Le fastidieux entêtement pour une consigne
Jusqu'ici, le projet d'introduire une consigne sur les emballages de boissons pour lutter contre l'abandon n'importe où des bouteilles vides n'a pas abouti en Suisse et continue de n'avoir aucune chance bien que ses initiateurs reviennent souvent à la charge.
Encore et toujours, le monde politique se retrouve confronté à des initiatives prônant la consigne sur les emballages pour boissons comme mesure de lutte contre les déchets sauvages. Encore et toujours, cette mesure est rejetée parce que «non appropriée».Et c'est aussi ce qui s'est récemment passé au Conseil des Etats, durant l'actuelle session d'été: la commission compétente a recommandé de rejeter une initiative du canton Bâle-Ville car elle estimait que consigner chaque bouteille et chaque canette de boisson n'était pas le moyen idéal de lutter contre le problème du littering. Le Conseil des Etats s'est rangé à l'avis de sa commission et a, lui aussi, rejeté l'initiative.

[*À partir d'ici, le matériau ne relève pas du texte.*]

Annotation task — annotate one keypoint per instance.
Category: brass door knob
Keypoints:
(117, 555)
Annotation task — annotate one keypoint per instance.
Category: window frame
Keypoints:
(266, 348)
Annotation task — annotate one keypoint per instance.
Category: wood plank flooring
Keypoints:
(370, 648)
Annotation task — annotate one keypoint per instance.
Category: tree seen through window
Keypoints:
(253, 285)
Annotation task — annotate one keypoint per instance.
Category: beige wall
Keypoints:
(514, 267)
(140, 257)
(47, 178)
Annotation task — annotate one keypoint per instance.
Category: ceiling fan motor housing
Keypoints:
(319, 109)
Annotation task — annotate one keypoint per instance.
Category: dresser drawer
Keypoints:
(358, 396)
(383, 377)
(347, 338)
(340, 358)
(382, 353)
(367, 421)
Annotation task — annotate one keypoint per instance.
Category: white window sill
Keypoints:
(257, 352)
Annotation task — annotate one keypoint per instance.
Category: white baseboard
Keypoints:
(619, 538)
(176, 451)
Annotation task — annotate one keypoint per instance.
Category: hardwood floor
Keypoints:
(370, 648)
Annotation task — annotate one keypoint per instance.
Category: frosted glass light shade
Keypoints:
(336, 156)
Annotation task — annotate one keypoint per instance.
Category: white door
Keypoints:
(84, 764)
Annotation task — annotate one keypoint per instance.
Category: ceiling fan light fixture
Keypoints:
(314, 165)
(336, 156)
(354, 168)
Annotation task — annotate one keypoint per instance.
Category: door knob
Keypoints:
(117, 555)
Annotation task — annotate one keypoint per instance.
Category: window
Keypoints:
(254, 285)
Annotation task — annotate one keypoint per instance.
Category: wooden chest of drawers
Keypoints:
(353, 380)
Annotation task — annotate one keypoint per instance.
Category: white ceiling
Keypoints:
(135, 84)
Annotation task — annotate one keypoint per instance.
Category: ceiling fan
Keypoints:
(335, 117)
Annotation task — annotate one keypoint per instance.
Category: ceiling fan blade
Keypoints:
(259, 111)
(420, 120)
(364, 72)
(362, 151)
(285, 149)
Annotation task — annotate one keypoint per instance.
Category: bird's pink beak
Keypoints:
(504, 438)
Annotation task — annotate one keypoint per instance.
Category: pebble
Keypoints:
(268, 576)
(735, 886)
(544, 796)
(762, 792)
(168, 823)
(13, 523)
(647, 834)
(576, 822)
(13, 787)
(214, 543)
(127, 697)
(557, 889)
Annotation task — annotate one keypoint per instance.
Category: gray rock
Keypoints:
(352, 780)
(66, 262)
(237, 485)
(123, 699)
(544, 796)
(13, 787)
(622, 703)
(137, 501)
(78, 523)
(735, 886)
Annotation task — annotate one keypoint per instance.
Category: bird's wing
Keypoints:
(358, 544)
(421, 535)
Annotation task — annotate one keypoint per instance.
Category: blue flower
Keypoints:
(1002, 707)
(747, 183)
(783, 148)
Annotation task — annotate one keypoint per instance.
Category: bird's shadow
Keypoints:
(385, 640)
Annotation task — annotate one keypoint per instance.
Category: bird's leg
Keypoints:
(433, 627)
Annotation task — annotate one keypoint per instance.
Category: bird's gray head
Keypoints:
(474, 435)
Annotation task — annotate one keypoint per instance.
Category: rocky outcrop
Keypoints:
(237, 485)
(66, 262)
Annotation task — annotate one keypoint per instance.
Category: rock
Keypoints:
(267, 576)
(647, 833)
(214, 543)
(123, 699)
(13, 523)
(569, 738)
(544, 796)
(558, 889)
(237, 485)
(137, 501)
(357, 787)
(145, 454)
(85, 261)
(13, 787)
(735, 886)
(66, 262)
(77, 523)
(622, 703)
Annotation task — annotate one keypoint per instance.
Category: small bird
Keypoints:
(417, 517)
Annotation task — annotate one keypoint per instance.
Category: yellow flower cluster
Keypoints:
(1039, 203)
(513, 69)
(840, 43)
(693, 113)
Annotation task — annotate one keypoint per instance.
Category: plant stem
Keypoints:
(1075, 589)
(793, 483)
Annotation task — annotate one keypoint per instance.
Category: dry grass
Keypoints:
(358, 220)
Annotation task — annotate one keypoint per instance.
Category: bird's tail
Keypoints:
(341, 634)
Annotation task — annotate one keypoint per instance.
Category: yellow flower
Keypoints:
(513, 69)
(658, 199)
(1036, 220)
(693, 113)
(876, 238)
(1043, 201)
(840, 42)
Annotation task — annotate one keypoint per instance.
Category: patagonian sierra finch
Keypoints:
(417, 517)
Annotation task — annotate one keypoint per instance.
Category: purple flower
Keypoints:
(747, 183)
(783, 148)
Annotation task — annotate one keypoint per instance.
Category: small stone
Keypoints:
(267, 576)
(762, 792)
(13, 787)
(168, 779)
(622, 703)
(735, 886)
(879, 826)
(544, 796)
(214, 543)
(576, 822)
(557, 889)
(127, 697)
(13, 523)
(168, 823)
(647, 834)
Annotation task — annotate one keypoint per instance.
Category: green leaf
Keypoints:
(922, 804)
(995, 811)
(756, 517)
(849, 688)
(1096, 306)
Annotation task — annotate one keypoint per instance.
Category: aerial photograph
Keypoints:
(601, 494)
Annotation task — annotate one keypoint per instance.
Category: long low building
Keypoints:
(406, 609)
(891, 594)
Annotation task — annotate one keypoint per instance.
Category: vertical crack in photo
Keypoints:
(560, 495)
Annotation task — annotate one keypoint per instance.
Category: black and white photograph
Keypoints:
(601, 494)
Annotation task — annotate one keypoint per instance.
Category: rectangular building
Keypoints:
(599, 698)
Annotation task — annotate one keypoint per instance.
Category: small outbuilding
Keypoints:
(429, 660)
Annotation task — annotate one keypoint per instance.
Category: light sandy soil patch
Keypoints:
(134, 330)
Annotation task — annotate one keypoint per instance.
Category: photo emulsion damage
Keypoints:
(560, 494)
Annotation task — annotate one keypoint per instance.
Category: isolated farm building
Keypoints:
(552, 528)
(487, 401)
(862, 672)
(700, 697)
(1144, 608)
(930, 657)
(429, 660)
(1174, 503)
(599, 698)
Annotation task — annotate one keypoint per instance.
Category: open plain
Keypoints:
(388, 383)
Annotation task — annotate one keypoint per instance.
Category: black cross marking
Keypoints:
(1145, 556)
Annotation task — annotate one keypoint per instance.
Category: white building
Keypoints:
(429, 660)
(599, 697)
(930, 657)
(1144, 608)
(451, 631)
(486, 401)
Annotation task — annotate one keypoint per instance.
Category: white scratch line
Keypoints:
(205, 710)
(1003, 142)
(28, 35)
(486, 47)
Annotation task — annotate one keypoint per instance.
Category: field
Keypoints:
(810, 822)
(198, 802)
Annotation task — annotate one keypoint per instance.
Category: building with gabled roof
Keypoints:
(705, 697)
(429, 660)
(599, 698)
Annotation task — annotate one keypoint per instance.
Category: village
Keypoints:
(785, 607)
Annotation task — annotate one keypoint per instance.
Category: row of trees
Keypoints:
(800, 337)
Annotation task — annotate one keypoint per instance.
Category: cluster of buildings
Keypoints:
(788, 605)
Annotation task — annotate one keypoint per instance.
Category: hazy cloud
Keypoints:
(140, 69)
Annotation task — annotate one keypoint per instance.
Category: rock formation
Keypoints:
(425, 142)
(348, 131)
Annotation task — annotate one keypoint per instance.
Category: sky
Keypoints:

Les déchets sauvages constituent un problème. Sur ce point, tout le monde est d’accord. Mais quand il s’agit de savoir comment le résoudre, les avis divergent fortement. Le débat politique en apporte la preuve flagrante. Pratiquement en même temps, Rudolf Rechsteiner, alors conseiller national PS/BS, et Anita Fetz, conseillère aux Etats PS/BS, déposaient en juin 2007 des motions relatives à la lutte contre les déchets sauvages. L’élément commun aux deux propositions était l’exigence visant à introduire une consigne obligatoire sur les emballages pour boissons. Le Conseil fédéral a adopté une attitude négative. Moritz Leuenberger, alors ministre de l’environnement, a attiré l’attention sur le fait que la solution du problème des déchets sauvages incombait en première ligne aux communes et aux cantons. Il devait même déclarer: «Une consigne fédérale impliquerait un très important appareil de réglementation et de contrôle.» Et ceci n’empêcherait pas qu’au moins 87 pour cent des déchets sauvages ne seraient pas touchés par cette mesure, dès lors que la part des emballages pour boissons en aluminium, en verre et en PET ne représente quantitativement que 13 pour cent de l’ensemble des déchets sauvages. Le Parlement a clairement rejeté les deux motions.
Commission défavorable à la motion de Bâle-Ville
Le parti des Verts a choisi une autre approche. Dans divers cantons, les membres de ce parti ont demandé que leur canton se fasse le champion de l’introduction d’une consigne auprès de la Confédération. Dans les cantons de Bâle-Campagne, Berne, Soleure et Saint-Gall, ils se sont heurtés à une fin de non-recevoir. Et c’est dans le seul canton de Bâle-Ville qu’ils ont trouvé une majorité favorable à leur projet. C’est pourquoi tant le Conseil national que le Conseil des Etats vont devoir débattre une nouvelle fois de l’introduction d’une consigne obligatoire. La commission concernée du Conseil des Etats s’est déjà exprimée défavorablement sur la motion de Bâle-Ville. Dans le cadre de la dernière session d’été, le Conseil des Etats s’est rangé à l’avis de sa commission et a, lui aussi, rejeté l’initiative.